Phishers Latch Onto VoIP Systems

Cloudmark, a provider of messaging security applications, this week discovered two separate e-mail schemes that direct recipients to VoIP systems in an effort to steal their personal data.

The scam works like this, according to Adam J. O'Donnell, senior research scientist at Cloudmark: "The target receives an e-mail, ostensibly from their bank, telling them there is an issue with their account and to dial a number to resolve the problem."

Callers are then connected over VoIP to a PBX (private branch exchange) running an IVR (interactive voice response) system that sounds exactly like their own bank's phone tree and directs them to specific extensions.

The fake phone system then prompts the caller to enter his or her account number and PIN.

Consumers should not dial phone numbers received in e-mails from institutions, Cloudmark advises -- just as they shouldn't click on links provided by banks and other financial service providers in e-mails.

The Next Thing

The scam is particularly ingenious because it is so cheap for the phisher to run. One reason for VoIP's rapidly growing adoption, after all, is its low cost. As Cloudmark points out, VoIP-based services allow phishers to cheaply add and cancel phone numbers that are harder to trace than conventional numbers.

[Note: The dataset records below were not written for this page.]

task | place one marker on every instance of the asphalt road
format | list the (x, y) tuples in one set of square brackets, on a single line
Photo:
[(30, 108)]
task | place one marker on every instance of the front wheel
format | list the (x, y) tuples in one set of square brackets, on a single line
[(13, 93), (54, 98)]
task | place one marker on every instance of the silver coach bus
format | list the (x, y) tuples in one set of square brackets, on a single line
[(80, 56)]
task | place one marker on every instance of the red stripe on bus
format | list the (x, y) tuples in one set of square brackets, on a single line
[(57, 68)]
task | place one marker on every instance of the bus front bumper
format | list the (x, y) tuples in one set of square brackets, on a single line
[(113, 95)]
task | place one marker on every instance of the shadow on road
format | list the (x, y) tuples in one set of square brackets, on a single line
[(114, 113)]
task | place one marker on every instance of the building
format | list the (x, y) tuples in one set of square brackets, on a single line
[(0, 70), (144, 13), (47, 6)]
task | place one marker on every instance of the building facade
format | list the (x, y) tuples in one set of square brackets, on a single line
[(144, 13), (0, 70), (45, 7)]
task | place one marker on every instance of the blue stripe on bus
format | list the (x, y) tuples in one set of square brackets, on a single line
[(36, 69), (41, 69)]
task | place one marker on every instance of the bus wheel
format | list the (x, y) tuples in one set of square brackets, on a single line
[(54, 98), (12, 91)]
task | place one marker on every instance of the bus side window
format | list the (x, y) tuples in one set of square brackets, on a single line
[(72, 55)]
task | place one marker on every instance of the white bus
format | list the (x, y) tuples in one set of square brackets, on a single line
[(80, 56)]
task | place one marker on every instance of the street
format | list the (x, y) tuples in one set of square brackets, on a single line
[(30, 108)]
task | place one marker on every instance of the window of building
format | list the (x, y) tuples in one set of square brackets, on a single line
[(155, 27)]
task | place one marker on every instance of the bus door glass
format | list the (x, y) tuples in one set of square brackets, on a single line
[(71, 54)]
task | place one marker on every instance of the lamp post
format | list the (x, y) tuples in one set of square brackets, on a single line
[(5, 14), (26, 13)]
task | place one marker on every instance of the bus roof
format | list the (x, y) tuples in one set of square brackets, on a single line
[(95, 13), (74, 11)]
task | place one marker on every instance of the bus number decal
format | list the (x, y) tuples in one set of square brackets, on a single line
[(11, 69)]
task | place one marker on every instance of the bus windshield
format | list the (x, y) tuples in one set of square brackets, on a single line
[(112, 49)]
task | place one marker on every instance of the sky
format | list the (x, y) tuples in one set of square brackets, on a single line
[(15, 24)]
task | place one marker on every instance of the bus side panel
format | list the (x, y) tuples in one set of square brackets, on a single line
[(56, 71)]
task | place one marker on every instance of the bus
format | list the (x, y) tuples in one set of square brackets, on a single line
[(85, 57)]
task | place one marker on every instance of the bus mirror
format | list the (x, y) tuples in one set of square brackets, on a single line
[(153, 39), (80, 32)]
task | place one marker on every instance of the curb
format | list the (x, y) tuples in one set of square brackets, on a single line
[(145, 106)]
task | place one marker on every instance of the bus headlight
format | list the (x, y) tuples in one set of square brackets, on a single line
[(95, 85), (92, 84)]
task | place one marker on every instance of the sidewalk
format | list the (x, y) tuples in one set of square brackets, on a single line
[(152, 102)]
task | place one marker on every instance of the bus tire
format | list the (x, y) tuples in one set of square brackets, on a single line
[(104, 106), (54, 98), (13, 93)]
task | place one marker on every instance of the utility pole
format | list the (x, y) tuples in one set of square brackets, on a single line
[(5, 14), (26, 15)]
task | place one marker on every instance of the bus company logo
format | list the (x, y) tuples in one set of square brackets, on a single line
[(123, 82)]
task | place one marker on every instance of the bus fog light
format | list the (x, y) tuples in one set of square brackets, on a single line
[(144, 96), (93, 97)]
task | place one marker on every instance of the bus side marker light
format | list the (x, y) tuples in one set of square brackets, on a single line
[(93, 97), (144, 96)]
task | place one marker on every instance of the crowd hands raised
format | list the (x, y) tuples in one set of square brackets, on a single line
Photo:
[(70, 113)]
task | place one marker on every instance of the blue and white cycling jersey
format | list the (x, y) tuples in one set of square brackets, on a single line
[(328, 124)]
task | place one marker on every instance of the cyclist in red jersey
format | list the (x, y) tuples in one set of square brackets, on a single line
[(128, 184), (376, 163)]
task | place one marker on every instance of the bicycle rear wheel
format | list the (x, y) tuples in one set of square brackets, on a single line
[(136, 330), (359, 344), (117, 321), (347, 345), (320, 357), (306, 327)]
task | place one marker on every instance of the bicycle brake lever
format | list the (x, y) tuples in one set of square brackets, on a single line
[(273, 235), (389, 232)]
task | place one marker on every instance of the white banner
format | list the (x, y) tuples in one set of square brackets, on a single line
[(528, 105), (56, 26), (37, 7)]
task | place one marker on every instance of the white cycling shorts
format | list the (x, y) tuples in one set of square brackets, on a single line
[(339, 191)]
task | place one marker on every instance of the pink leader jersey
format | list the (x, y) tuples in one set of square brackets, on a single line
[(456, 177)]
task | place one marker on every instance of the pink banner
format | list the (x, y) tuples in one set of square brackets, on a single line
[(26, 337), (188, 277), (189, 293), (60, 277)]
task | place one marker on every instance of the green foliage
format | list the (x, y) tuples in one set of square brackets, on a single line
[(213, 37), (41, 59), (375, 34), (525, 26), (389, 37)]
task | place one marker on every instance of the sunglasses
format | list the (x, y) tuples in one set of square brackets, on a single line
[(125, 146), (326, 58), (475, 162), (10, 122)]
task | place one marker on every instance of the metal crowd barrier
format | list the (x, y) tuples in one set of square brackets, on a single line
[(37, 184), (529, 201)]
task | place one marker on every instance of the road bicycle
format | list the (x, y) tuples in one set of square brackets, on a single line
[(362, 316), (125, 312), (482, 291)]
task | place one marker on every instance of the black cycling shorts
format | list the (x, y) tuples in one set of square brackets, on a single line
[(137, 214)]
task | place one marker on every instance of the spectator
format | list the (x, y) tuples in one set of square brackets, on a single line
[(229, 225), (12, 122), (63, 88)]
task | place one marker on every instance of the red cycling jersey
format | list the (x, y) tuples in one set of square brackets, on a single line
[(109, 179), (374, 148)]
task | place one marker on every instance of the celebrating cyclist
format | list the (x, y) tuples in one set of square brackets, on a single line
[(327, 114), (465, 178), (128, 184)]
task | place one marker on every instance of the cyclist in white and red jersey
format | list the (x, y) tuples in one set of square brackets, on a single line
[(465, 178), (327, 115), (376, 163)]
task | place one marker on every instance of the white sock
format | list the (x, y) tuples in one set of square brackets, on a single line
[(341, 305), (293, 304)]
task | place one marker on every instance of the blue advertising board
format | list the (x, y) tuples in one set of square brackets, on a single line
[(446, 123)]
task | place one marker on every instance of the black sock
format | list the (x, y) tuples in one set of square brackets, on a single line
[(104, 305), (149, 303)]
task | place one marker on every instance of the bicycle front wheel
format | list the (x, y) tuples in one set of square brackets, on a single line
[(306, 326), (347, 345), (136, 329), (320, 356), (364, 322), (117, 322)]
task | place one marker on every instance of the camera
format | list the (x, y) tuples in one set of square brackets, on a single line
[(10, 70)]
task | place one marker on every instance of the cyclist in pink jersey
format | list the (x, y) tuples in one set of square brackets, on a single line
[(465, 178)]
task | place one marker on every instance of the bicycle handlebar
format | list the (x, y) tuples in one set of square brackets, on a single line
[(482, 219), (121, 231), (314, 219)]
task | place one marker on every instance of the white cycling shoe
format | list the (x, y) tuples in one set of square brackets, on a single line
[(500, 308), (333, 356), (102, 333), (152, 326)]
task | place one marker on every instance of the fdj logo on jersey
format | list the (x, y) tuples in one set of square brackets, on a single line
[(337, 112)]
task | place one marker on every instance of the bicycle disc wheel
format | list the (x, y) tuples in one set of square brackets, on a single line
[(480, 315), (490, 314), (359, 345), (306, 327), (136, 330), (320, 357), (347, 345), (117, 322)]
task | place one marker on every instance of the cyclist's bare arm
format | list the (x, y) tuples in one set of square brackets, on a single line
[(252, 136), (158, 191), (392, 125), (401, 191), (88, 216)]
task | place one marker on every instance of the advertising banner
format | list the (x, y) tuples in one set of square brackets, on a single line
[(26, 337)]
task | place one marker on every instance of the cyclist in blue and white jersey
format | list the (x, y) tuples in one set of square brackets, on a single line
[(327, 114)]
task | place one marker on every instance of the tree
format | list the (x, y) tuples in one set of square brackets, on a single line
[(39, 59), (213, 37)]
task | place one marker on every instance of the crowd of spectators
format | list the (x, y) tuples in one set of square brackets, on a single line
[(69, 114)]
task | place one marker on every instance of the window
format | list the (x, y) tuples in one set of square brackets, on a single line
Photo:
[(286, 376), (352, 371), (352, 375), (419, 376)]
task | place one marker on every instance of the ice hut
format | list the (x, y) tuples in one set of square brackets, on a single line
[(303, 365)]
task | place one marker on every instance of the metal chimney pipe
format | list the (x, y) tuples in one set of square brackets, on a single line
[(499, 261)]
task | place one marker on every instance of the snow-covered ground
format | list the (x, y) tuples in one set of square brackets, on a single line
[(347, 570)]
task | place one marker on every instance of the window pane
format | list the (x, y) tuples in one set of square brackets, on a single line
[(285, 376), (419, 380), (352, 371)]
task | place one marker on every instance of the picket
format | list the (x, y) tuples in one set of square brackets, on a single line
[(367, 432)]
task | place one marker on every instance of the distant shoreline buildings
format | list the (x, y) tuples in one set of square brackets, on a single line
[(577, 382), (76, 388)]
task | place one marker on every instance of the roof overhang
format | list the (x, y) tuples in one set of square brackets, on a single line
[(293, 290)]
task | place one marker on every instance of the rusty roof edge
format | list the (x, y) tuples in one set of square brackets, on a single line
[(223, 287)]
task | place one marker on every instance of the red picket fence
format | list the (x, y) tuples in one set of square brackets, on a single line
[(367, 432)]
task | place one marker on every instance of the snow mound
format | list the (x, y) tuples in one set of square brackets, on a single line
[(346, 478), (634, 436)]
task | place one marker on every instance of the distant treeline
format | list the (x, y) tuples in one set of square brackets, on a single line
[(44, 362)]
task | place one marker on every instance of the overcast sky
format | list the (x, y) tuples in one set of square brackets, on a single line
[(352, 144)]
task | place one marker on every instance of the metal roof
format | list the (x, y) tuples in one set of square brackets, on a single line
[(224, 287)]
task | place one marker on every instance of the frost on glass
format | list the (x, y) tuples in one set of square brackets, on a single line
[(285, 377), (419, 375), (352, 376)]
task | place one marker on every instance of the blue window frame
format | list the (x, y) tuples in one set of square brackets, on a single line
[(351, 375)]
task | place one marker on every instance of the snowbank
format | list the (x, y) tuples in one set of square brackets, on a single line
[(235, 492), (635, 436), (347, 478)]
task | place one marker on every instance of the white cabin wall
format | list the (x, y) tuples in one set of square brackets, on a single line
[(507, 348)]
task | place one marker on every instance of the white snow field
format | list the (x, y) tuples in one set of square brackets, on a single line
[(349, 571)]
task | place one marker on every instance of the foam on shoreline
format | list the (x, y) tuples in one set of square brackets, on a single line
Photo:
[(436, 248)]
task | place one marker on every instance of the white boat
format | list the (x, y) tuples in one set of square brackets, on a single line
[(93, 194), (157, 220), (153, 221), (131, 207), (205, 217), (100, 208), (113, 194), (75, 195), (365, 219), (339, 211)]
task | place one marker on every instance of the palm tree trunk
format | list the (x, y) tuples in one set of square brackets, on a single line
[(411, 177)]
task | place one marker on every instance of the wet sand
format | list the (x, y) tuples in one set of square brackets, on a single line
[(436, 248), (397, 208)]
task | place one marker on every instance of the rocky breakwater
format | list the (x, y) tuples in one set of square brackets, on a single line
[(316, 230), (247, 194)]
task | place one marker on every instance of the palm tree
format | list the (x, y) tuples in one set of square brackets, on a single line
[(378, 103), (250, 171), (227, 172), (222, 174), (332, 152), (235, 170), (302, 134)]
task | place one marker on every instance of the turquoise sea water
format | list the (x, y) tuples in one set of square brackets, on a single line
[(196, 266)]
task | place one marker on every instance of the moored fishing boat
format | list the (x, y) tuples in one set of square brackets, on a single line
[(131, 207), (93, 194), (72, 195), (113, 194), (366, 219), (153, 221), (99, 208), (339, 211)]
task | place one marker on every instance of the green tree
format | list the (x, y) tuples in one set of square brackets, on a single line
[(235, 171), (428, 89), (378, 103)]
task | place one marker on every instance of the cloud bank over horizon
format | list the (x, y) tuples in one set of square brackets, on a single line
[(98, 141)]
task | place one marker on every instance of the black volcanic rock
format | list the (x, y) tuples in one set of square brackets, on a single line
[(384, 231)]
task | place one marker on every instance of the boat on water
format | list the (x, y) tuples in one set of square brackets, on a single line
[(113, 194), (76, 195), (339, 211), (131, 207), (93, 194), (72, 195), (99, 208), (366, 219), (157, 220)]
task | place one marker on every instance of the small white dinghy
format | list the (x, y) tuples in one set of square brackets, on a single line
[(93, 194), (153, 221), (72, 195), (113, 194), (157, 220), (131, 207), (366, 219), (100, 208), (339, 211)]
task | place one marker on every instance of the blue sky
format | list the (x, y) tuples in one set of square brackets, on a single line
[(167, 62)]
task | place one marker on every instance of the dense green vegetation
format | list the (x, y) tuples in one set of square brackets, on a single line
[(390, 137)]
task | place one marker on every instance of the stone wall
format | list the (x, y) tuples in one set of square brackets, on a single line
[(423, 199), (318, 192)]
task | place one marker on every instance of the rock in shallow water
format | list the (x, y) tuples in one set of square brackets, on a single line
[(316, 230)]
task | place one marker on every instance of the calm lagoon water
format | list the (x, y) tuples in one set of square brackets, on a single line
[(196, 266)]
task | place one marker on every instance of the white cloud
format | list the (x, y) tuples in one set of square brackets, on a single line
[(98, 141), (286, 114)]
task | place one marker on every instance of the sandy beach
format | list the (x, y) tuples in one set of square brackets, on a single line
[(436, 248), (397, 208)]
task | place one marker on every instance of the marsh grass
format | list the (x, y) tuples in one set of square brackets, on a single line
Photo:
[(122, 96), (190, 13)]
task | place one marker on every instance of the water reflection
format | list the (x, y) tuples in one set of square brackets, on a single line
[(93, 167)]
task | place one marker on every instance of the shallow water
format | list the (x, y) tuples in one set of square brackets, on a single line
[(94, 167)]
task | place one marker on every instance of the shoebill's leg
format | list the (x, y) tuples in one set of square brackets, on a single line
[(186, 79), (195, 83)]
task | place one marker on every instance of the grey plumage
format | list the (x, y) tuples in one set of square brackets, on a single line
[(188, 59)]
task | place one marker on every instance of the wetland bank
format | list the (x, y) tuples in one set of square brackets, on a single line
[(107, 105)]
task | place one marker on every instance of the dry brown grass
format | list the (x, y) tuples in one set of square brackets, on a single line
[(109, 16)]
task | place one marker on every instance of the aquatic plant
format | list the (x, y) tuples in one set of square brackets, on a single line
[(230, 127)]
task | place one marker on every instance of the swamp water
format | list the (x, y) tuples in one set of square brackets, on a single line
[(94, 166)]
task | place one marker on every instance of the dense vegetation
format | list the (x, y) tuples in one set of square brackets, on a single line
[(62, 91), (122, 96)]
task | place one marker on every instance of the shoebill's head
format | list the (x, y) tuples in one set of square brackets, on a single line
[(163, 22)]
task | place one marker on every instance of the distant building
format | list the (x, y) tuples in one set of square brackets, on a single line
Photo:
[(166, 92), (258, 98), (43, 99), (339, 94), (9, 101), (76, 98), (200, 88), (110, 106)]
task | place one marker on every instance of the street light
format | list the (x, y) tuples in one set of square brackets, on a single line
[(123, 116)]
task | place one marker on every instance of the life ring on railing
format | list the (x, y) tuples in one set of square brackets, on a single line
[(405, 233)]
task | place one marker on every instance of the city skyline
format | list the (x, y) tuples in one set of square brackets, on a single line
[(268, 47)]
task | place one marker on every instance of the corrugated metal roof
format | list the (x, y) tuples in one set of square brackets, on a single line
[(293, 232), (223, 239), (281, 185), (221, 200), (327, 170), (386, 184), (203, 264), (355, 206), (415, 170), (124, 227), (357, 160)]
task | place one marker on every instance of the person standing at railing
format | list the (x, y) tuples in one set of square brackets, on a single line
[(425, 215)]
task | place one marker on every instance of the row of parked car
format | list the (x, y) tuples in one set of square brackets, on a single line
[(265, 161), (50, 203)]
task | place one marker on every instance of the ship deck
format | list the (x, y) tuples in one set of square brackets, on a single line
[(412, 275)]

It is not surprising that phishers have turned their attention to VoIP connections, Ron O'Brien, security analyst with Sophos , told TechNewsWorld. "We do consider it an emerging threat," he said.

"Anytime you have an open port, you have a vulnerability -- and there will always be someone willing to try to capitalize on that vulnerability."

Same Pattern

While the this particular type of attack may be novel at the moment, O'Brien said other scam artists with a technical bent are likely to follow suit.

"These things tend to follow the same pattern," he noted. "One or two people try it out, meet with reasonable success, and then it eventually becomes another way for criminals to generate revenue."

Consumers have to learn to think of all electronic peripherals as potentially vulnerable -- if not from phishers, then from hackers intent on stealing data they could not otherwise trick a user into revealing, O'Brien cautioned.

This wariness is necessary "especially at the end point," he said. "There are a number of devices that link with PCs, and it is essential to protect those vulnerable areas."

Over the last few years, proof of concept viruses and other malware have specifically targeted mobile phones and other handheld devices via instant messaging systems. Now VoIP joins the list of compromised channels.